To form a future progressive, two auxiliary verbs are used. Auxiliary verbs are specific verbs used in conjunction with the main verb in order to shift the meaning. Either "will" or "going" is the first auxiliary verb used to form a future progressive. The verb "to be" is the second. The auxiliary verbs are followed by the main verb with an "-ing" ending, such as in "will be running" or "going to be shopping."
A future progressive is only used when the action in question is both in the future and is continuing or progressing. For example, "Tomorrow afternoon, I will be swimming." Unlike the simple future, "Tomorrow afternoon, I will swim," which states at some point during the given time frame swimming will occur, the future progressive indicates the action is continuing through the whole afternoon. Most often the progressive form is used in response to a suggestion that an action may be interrupted.
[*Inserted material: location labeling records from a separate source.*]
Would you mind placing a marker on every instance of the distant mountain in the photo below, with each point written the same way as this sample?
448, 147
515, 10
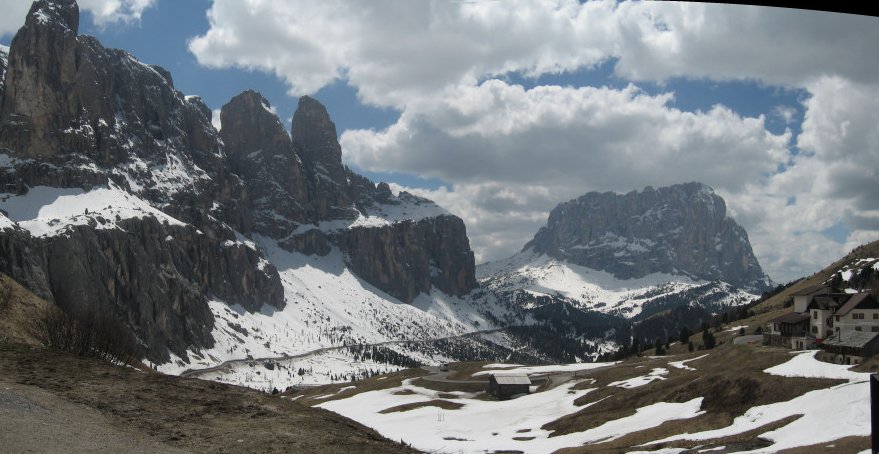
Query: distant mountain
680, 230
120, 197
648, 262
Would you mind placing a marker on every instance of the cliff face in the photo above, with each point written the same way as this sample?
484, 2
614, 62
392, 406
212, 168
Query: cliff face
681, 230
261, 153
408, 258
149, 208
305, 198
76, 115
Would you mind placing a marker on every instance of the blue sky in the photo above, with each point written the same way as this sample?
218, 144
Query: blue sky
500, 113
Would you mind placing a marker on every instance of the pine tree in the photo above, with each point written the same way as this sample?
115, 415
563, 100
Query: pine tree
685, 335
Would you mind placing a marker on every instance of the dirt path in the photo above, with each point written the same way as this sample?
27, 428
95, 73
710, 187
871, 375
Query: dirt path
34, 420
195, 373
52, 402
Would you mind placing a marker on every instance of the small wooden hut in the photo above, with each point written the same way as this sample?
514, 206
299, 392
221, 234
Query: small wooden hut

For example, "tomorrow afternoon, I will be swimming," would be a logical response to someone saying, "I thought I'd have lunch with you tomorrow afternoon."
Additionally, the future progressive may be used to ask a question about a future event. Questions posed in the future progressive are generally designed to be polite and non-presumptive while still indicating that the asker hopes the answer to be in the affirmative. For example, the question, "Will you be cooking dinner tomorrow night?" uses the future progressive "will be cooking."
Normally, only dynamic, not stative, verbs can be used in the future continuous. Dynamic verbs denote actions which have a clear beginning and ending, whereas stative verbs generally indicate states of being, such as "love," "be," or "believe," which often have no clear cut beginning or end. For example, saying "at 11 tonight, I will be loving you" seems nonsensical or humorous, since one would assume the love the speaker has is simply a state he or she is always in, not something that can be restricted to a time frame. On the other hand, saying "at 11 tonight, I will be watching a movie" seems more reasonable because in this case, the speaker is indicating an event with a clear time frame.